Importance: Cendakimab selectively targets interleukin (IL)-13, a type 2 cytokine implicated in atopic dermatitis (AD) pathogenesis, by inhibiting binding to its receptors (IL13R-α1 and IL13R-α2). Proof-of-concept work in AD supports using cendakimab for type 2 inflammatory diseases.

Objective: To evaluate the efficacy and safety of cendakimab compared with placebo in patients with moderate to severe AD.

Design, setting, and participants: This phase 2, randomized, double-blind, placebo-controlled, parallel-group, dose-ranging clinical trial was conducted from May 2021 to November 2022. Adult patients with moderate to severe AD and inadequate response to topical medications were enrolled at 69 sites in 5 countries (US [n = 26], Japan [n = 17], Canada [n = 9], Poland [n = 9], and Czech Republic [n = 8]). Data were analyzed between April 25, 2023, and October 16, 2023.
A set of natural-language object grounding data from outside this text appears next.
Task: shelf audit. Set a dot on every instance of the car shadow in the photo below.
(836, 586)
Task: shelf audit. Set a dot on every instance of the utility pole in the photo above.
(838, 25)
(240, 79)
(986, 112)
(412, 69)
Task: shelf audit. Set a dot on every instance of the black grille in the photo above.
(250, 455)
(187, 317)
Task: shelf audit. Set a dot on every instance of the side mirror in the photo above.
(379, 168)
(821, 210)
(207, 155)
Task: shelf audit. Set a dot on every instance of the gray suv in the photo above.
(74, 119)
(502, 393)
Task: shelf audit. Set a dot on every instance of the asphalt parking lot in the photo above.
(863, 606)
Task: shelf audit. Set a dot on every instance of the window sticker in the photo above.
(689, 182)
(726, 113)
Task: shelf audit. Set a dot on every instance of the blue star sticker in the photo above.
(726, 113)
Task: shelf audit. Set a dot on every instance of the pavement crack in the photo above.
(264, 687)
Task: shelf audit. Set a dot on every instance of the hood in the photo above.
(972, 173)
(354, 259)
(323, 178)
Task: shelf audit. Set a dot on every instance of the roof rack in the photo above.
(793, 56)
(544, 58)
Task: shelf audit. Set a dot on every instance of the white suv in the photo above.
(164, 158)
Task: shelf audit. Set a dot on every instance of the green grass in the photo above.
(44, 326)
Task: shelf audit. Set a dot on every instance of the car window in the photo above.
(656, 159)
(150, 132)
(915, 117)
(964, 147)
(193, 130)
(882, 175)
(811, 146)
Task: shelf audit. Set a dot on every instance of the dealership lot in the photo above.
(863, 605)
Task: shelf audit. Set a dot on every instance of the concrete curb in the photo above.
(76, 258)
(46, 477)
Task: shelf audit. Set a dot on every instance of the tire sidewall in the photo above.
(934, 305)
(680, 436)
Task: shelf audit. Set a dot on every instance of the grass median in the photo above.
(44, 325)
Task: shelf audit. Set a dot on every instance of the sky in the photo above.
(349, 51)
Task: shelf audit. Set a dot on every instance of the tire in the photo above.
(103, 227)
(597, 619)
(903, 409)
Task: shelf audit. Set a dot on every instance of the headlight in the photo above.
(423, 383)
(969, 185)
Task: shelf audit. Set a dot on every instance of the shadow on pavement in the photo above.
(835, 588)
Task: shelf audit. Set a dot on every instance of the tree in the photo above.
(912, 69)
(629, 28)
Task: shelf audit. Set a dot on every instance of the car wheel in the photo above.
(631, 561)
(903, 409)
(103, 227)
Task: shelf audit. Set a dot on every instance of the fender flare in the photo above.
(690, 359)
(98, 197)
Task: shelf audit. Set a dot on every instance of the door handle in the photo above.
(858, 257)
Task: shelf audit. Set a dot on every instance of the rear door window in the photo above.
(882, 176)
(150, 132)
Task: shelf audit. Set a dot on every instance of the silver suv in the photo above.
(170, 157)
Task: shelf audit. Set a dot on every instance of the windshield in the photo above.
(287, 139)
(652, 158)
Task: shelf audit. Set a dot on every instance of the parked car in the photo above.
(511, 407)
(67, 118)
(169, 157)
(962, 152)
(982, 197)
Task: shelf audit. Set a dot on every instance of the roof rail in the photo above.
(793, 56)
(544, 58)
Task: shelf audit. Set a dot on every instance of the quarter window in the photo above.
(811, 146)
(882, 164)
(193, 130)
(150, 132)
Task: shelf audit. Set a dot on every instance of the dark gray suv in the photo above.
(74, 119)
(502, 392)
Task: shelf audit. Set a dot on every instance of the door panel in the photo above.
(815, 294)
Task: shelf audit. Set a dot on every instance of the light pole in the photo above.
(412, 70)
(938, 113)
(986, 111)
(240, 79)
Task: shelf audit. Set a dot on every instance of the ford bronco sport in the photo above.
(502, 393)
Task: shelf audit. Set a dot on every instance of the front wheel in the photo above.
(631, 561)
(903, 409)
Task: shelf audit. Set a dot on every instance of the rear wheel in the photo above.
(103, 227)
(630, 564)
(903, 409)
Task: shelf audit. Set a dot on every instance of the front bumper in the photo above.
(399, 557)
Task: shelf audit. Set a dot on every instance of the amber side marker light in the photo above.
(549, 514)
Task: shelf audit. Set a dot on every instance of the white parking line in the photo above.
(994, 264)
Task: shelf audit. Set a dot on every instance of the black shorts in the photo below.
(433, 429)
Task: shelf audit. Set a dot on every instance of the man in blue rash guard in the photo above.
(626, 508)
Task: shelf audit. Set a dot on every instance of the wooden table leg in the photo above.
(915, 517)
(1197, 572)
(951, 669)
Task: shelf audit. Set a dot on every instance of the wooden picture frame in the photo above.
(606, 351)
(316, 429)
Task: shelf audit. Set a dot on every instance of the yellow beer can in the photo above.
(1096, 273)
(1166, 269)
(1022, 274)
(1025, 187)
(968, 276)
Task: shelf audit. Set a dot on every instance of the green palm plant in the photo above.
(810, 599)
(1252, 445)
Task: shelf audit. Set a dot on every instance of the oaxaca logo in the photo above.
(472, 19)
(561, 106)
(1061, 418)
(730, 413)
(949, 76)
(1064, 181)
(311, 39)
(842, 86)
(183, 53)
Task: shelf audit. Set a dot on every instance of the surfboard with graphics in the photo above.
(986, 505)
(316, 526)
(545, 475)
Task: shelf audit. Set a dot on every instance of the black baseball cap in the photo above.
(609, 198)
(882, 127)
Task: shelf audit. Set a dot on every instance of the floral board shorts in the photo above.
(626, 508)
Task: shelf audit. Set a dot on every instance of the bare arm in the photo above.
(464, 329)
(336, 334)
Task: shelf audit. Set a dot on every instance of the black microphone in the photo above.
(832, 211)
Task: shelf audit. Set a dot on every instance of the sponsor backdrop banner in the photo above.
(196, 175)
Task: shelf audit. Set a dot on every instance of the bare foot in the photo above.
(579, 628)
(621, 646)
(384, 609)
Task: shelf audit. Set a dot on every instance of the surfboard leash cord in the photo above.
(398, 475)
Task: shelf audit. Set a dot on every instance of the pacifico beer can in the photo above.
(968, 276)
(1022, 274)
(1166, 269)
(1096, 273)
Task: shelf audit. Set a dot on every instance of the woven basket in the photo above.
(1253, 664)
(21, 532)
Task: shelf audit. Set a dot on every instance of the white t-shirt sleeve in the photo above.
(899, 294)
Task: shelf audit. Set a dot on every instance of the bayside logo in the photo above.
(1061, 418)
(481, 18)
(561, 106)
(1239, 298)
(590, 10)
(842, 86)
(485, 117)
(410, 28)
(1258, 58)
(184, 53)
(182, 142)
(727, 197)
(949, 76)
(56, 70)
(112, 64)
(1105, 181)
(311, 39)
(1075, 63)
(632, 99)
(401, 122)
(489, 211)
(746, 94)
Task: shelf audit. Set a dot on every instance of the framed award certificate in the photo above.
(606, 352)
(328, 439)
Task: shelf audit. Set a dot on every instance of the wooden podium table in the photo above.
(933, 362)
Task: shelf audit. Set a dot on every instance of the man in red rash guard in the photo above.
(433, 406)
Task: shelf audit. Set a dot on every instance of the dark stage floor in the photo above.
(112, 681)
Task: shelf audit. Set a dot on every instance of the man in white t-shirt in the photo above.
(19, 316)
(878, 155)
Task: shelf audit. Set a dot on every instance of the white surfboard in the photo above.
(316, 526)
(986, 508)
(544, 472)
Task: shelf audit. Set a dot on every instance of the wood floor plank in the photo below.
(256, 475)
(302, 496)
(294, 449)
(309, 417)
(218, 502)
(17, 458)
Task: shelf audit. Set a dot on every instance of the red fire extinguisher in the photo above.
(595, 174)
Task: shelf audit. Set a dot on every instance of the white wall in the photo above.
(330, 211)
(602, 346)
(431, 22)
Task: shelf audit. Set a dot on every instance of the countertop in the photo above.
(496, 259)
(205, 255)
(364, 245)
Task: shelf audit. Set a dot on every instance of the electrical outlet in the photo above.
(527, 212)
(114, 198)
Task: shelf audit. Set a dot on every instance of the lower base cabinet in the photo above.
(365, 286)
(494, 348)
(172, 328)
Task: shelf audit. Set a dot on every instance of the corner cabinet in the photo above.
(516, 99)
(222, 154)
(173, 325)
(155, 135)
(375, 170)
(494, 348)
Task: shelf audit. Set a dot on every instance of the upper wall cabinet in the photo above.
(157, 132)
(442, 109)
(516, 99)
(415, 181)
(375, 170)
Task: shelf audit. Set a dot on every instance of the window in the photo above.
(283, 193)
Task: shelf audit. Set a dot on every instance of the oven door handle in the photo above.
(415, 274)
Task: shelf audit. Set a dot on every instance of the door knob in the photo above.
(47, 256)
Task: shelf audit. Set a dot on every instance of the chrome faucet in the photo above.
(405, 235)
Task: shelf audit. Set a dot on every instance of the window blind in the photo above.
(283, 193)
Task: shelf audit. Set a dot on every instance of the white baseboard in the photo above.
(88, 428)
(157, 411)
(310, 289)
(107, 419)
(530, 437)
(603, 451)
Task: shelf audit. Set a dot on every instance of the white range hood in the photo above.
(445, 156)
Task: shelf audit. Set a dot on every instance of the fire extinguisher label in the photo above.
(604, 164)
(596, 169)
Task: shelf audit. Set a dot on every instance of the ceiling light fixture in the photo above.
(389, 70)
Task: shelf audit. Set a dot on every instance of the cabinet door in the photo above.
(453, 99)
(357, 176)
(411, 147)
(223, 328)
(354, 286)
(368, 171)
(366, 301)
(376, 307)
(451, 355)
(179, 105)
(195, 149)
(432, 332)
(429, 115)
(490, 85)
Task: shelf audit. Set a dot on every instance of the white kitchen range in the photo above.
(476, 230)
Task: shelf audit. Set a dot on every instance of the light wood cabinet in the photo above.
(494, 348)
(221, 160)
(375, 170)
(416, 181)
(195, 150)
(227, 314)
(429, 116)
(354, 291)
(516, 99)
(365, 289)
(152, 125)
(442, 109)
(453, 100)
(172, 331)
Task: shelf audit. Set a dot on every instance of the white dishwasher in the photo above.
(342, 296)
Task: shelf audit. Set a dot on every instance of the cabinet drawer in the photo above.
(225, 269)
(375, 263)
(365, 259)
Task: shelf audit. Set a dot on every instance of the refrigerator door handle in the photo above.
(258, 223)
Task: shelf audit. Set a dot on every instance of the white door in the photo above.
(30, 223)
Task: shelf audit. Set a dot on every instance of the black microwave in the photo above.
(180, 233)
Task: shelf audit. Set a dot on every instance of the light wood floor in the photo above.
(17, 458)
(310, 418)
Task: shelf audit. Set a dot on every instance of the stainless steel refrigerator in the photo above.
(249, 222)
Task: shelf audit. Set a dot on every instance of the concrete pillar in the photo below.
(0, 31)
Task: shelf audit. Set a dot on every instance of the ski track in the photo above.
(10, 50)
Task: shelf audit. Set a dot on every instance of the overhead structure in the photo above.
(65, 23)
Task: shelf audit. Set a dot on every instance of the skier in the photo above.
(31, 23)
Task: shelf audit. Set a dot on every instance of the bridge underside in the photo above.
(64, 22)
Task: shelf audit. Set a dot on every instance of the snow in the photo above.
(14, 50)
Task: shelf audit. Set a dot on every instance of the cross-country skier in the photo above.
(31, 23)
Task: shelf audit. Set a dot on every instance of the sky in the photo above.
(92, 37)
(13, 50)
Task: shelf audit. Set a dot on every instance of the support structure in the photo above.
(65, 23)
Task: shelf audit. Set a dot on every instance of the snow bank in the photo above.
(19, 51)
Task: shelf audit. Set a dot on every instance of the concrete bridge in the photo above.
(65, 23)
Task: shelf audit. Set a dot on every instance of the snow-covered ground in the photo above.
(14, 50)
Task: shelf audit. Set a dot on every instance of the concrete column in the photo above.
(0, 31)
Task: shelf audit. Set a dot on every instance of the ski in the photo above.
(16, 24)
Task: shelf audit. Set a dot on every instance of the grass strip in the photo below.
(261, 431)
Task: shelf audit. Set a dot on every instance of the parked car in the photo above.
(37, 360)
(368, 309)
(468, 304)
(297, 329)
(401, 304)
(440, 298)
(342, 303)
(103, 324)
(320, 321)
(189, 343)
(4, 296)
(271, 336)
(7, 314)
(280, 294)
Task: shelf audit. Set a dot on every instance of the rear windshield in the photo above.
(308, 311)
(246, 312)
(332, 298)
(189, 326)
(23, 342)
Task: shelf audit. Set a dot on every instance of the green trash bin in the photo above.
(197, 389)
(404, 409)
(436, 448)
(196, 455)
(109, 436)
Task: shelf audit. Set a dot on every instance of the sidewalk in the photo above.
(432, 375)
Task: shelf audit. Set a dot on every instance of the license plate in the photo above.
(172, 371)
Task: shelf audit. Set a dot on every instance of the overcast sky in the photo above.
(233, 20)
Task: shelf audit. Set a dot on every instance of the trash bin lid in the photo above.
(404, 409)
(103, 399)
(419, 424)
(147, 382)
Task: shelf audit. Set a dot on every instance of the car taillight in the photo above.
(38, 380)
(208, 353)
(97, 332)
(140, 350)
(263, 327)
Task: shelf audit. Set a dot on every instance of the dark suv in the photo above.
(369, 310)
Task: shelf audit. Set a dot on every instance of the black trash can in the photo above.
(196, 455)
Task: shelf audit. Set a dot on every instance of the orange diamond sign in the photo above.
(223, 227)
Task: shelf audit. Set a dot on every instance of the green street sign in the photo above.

Interventions: Patients were randomized (1:1:1:1) to receive subcutaneous cendakimab, 360 mg, every 2 weeks; 720 mg, every 2 weeks; 720 mg, once weekly; or placebo.

Main outcome and measure: Mean percentage change in Eczema Area and Severity Index scores from baseline to week 16. Hierarchical testing with multiplicity adjustment was performed for 720 mg, once weekly vs placebo, then 720 mg, every 2 weeks vs placebo, and then 360 mg, every 2 weeks vs placebo.

Results: Overall, 221 patients were randomized, and 220 received study drug (95 women [43%]; mean [SD] age, 37.7 [13.9] years; 720 mg, once weekly [54 (24%)]; 720 mg, every 2 weeks [55 (25%)]; 360 mg, every 2 weeks [55 (25%)]; placebo [56 (26%)]). The primary efficacy end point was met for cendakimab, 720 mg, once weekly vs placebo (-84.4 vs -62.7; P = .003) but missed statistical significance for 720 mg, every 2 weeks (-76.0 vs -62.7; P = .06). The treatment effect for 360 mg, every 2 weeks (-16.3; nominal P = .03 vs placebo) was comparable with 720 mg, once weekly (-21.8); however, significance was not claimed because the hierarchical testing sequence was interrupted. Of patients with treatment-emergent adverse events leading to discontinuation, 4 (7.4%) received 720 mg, once weekly; 2 (3.6%) 720 mg, every 2 weeks; 1 (1.8%) 360 mg, every 2 weeks; and 2 (3.6%) placebo.

Conclusions and relevance: The results of this randomized clinical trial indicated that cendakimab was effective, generally safe, and well-tolerated in patients with moderate to severe AD. The primary end point was met with a significant reduction in Eczema Area and Severity Index scores with 720 mg, once weekly at week 16. Cendakimab demonstrated progressive AD improvement at all doses during 16 weeks of treatment.

Trial registration: ClinicalTrials.gov Identifier: NCT04800315.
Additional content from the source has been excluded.